[Mono-dev] Fixing Thread:Abort handling of finally clauses

Rodrigo Kumpera kumpera at gmail.com
Tue Mar 9 19:39:20 EST 2010


Hi Paolo,

I've spent some time talking with Zoltan and reading more code from the
runtime and I have the follow proposal for fixing the problem.
First, the problem is that we must not abort finally blocks, the exception
must be thrown right after it ends.
There are two options to fix this.

One is to patch the return address of a finally clause to jump into runtime
code that will handle raising the ThreadAbortException.
This is very tricky because we need to store precise unwind information to
be able to figure out where that value is. The advantage is
that is doesn't slow down the fast path.

The other option is to change how finally clauses work so they make this
easier. Zoltan mentioned that we should restore from EH context and use a
variable to tell what to do next. The pseudo-code for the fast-path are
something like:

Currently:
try_body:
   ...
  call finally
  jmp rest_of_function
finally:
  ...
  ret
rest_of_function:
  ...

Zoltan's suggestion:

try body:
  ...
  mov 0, [EBP + ?] //this is the variable that tells to resume unwinding or
not
  jmp finally;
finally:
 ...
 cmp 0, [EBP + ?]
 jmp_if_zero rest_of_function
 call resume_unwinding
rest_of_function:
 ...

Looking at the pseudo code, currently we do 3 branches (call, ret, jmp) with
Zoltan's suggestion
we would do only two (jmp, jz), thou one is conditional. The memory
bandwidth is the same,
both require one load and one store. Zoltan's suggestion should result in
larger code thou.

But his suggestion, of course, can be optimized to do a lot better,
something like the following
won't be unusual since ordinary "try {} finally {}" code is laid out
sequentialy:


try body:
  ...
  mov 0, [EBP + ?] //this is the variable that tells to resume unwinding or
jump somewhere else
  //no jmp, we just fall thru
finally:
  ...
  cmp 0, [EBP + ?]
  jmp_if_not_zero out_of_line_block
rest_of_function:
  ...

out_of_line_block:
  call resume_unwinding


The version is faster than what we currently generates and enables us to
trap finally handlers without doing something tricky as return address
patching.

For the cases where we have many leave instructions that target different
instructions
we can generate either a jump table, a series of tests or set the
destination variable to
an offset and use an indirect relative jump.

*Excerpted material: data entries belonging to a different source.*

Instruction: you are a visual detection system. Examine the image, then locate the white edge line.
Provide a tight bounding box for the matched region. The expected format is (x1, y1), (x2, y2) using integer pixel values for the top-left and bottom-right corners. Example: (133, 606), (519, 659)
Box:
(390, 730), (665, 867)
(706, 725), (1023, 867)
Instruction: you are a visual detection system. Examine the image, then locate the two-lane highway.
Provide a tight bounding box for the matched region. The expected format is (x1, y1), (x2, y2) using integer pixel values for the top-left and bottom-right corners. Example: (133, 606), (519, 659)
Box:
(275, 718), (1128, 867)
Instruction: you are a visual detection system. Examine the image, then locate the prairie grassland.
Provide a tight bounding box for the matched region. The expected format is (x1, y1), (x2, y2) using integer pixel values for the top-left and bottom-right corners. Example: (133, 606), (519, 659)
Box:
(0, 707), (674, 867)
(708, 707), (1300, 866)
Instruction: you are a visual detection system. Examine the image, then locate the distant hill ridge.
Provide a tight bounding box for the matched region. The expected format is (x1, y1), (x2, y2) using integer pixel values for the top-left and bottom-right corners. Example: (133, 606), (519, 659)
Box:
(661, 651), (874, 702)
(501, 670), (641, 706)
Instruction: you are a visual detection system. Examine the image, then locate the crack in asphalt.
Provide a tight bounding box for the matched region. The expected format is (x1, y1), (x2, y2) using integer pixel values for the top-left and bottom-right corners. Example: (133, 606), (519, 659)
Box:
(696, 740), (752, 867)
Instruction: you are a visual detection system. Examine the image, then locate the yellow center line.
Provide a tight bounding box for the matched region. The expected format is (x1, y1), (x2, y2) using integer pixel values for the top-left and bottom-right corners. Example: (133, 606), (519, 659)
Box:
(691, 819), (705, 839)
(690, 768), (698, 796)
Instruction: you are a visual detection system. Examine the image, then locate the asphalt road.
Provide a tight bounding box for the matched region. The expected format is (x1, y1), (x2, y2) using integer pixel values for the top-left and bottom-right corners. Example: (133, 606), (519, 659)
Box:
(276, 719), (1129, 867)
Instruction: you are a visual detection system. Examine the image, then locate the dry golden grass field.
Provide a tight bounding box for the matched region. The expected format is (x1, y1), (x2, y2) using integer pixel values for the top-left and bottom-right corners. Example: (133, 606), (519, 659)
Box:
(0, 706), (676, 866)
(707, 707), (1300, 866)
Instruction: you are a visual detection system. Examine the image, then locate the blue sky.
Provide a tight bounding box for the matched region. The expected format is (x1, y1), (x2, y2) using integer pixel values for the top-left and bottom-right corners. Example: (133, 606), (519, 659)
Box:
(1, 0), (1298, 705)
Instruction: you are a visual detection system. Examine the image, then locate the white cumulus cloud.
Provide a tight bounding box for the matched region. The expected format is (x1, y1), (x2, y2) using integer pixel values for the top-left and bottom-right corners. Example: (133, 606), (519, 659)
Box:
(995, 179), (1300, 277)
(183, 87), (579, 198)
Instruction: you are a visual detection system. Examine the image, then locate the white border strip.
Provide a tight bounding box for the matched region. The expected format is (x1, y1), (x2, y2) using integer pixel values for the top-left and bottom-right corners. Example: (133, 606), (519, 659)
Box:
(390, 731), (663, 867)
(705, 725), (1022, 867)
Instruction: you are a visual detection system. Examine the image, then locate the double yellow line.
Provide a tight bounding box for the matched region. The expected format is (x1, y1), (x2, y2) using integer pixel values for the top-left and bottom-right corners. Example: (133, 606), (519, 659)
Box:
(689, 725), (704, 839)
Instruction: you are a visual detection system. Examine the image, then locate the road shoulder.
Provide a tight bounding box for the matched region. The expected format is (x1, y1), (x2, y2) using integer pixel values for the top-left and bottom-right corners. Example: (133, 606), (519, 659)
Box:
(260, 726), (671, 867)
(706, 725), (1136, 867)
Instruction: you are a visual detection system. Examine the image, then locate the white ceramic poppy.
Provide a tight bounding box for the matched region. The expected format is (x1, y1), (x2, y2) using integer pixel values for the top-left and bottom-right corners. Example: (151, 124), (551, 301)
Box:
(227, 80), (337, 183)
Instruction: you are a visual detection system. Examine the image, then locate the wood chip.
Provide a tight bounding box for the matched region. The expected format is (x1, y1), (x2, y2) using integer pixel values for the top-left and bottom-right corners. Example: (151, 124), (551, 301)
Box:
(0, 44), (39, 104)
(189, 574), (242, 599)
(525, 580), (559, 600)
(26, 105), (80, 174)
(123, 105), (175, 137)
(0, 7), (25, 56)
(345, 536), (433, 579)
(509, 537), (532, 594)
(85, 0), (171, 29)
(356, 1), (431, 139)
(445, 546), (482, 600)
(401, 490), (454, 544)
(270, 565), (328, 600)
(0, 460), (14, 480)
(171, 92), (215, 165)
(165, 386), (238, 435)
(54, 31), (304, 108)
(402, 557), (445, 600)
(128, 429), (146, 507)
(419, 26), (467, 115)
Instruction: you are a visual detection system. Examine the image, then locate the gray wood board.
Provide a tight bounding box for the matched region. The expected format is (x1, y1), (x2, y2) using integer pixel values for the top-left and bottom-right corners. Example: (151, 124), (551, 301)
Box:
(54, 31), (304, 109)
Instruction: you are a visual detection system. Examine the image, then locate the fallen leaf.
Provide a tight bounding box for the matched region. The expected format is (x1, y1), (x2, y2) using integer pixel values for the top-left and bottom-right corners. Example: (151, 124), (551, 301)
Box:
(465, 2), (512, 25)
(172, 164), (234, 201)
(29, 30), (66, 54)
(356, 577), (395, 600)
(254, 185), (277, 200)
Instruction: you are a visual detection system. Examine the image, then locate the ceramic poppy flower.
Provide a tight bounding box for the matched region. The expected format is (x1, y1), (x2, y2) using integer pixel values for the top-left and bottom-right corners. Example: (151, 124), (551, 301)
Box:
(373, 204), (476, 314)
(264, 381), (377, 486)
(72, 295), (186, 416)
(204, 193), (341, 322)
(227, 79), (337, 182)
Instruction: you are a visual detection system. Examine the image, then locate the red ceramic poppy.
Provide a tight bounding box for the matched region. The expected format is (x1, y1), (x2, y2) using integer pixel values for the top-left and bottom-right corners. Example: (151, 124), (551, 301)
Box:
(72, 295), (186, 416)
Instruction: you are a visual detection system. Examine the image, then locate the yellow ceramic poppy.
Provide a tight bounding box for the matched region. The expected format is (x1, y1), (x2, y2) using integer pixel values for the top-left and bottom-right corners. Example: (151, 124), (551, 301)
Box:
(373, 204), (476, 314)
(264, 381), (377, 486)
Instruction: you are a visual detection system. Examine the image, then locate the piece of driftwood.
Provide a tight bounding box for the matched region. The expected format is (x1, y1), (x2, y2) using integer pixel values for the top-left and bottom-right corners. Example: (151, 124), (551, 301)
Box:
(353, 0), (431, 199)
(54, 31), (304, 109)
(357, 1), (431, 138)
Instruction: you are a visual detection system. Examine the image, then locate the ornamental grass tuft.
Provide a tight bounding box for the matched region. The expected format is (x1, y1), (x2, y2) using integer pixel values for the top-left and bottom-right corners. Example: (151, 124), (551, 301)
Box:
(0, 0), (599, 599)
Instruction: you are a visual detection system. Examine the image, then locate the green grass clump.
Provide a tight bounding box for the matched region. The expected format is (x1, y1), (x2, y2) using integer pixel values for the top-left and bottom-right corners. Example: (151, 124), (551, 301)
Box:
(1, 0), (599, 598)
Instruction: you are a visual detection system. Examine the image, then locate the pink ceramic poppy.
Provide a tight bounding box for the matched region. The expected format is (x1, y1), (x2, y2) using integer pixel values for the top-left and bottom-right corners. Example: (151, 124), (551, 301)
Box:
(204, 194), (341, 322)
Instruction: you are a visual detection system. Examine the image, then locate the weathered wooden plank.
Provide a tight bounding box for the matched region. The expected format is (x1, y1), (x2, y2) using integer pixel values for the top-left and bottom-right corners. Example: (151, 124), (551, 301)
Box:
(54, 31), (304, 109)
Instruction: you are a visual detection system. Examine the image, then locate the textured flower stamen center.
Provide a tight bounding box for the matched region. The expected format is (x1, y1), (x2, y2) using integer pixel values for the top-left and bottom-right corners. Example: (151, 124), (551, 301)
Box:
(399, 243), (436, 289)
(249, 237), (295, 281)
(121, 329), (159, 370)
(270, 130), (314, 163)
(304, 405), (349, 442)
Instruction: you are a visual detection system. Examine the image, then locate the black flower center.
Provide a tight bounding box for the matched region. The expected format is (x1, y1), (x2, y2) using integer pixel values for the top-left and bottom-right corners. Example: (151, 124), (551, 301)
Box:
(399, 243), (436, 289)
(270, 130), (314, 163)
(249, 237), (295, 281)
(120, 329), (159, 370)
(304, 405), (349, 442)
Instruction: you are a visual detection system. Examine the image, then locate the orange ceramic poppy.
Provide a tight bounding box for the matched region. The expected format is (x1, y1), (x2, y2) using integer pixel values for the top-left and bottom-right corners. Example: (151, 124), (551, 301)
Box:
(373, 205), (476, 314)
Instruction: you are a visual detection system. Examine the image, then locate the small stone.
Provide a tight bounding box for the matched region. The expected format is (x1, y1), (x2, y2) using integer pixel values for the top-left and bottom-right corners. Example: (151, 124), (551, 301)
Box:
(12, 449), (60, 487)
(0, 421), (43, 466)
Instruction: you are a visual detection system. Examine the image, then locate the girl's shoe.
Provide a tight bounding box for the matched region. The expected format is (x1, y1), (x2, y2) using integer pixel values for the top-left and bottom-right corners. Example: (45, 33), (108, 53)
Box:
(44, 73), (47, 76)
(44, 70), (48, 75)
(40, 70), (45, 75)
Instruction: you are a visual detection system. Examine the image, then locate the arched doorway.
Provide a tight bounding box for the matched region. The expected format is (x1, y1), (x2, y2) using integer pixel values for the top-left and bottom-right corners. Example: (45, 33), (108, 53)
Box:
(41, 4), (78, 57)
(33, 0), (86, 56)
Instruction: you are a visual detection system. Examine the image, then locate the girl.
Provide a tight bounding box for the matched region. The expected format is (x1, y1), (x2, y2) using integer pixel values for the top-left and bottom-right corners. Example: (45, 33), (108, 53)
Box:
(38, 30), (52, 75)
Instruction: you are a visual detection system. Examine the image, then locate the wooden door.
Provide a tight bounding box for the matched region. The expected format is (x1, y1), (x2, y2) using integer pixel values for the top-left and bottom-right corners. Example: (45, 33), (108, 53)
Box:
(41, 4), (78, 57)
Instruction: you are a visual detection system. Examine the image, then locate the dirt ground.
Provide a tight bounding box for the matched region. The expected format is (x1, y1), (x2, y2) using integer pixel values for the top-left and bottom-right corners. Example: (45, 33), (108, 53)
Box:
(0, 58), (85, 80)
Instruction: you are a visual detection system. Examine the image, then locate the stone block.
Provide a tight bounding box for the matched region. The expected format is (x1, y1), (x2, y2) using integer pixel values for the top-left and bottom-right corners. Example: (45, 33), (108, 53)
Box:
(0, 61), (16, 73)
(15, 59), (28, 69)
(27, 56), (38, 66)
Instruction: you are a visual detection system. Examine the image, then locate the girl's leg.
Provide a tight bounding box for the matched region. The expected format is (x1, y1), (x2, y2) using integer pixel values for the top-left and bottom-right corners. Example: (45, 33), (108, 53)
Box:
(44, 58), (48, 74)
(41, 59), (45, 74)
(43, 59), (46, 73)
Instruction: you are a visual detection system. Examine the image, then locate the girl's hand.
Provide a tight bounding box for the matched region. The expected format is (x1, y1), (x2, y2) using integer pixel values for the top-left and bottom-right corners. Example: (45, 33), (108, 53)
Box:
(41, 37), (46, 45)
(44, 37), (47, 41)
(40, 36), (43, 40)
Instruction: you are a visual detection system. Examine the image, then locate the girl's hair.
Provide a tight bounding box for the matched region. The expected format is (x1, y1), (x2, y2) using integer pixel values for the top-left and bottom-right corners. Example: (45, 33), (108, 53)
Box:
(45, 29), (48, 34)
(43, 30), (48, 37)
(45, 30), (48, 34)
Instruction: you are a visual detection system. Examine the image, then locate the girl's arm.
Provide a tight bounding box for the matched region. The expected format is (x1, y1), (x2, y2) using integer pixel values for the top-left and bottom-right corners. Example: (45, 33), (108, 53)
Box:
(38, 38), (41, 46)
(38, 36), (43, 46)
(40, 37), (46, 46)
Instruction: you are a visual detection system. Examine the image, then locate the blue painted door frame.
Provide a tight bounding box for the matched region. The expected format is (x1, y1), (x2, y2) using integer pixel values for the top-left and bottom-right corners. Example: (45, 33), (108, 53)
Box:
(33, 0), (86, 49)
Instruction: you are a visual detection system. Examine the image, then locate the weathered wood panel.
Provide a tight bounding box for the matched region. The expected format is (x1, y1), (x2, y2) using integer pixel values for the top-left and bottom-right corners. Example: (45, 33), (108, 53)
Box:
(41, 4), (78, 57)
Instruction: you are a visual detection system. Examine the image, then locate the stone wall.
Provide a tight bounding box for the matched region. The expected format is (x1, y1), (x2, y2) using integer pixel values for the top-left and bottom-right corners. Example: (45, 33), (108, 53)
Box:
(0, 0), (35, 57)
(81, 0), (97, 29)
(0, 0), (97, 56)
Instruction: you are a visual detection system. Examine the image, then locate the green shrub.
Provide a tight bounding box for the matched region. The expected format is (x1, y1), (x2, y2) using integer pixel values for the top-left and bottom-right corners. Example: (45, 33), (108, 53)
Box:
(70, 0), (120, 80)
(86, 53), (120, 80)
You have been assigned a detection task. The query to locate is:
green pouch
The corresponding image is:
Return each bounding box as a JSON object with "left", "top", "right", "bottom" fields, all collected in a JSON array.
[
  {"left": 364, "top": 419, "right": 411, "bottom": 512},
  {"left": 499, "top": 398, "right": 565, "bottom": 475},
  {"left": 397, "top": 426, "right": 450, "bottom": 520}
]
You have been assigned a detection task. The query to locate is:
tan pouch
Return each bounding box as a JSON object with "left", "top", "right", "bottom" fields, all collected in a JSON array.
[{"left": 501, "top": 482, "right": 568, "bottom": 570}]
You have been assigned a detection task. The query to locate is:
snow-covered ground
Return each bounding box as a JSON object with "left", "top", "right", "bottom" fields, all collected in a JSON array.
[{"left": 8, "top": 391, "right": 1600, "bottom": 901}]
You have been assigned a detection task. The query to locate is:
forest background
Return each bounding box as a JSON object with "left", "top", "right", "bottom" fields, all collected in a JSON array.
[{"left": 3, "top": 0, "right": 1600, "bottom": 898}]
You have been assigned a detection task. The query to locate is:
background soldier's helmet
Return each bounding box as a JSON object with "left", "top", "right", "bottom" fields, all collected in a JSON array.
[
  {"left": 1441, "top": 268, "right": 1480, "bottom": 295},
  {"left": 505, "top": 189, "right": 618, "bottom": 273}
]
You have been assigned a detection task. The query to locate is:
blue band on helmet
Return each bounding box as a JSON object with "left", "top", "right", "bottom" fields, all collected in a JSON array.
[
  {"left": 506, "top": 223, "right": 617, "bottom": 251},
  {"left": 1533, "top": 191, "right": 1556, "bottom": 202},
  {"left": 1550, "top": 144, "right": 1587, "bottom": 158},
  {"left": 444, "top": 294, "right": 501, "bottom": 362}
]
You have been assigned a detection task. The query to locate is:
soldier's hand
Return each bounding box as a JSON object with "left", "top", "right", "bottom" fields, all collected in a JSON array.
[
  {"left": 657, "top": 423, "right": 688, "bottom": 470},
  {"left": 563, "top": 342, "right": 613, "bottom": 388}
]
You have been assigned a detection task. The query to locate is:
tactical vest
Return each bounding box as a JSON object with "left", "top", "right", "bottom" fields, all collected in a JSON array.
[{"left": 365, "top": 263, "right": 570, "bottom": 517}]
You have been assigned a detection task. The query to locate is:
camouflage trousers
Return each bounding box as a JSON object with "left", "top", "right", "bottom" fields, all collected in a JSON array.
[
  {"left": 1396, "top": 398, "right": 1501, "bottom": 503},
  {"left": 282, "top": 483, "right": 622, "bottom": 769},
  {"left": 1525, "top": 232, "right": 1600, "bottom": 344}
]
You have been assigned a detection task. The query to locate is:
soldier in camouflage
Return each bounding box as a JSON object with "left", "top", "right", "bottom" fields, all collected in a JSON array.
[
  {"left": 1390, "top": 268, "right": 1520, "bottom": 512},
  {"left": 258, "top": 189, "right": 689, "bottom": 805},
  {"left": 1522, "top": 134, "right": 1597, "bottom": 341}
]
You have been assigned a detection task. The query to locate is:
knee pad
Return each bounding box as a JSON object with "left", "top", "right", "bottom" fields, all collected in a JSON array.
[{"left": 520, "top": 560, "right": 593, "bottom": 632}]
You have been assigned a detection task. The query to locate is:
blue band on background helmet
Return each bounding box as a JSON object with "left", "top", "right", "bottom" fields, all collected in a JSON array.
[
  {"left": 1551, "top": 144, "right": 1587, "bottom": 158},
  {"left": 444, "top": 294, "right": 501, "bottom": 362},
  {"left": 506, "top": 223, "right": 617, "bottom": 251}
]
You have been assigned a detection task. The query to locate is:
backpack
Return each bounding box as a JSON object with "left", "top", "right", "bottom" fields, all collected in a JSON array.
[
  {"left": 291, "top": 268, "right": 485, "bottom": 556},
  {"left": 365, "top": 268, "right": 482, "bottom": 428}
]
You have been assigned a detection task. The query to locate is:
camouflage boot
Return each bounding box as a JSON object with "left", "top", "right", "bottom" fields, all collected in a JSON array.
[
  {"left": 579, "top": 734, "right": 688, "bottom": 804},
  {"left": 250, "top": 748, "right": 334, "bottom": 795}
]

All of those depending on what
platform/target
we are. (AOT x86 is better served with an indirect rel jump while ARM can
always use a
jump table).

>From our irc log, you raised a few issues with this approach, first that is
might cause
issues with the ppc ABI. This approach is basically the same to how we
handle catch
clauses and the later doesn't seen to have issues.

You also mentioned that a finally clause can be called in a different stack
frame that
of its original method. I fail to see how could that happen, specially if
we'll be restoring to it.

I do support Zoltan that this approach is the way to go, but I rather hear
your opinion first.
Even if it ends up been marginally slower, it has the advantage of been much
much simpler,
which wins us in development time and reliability.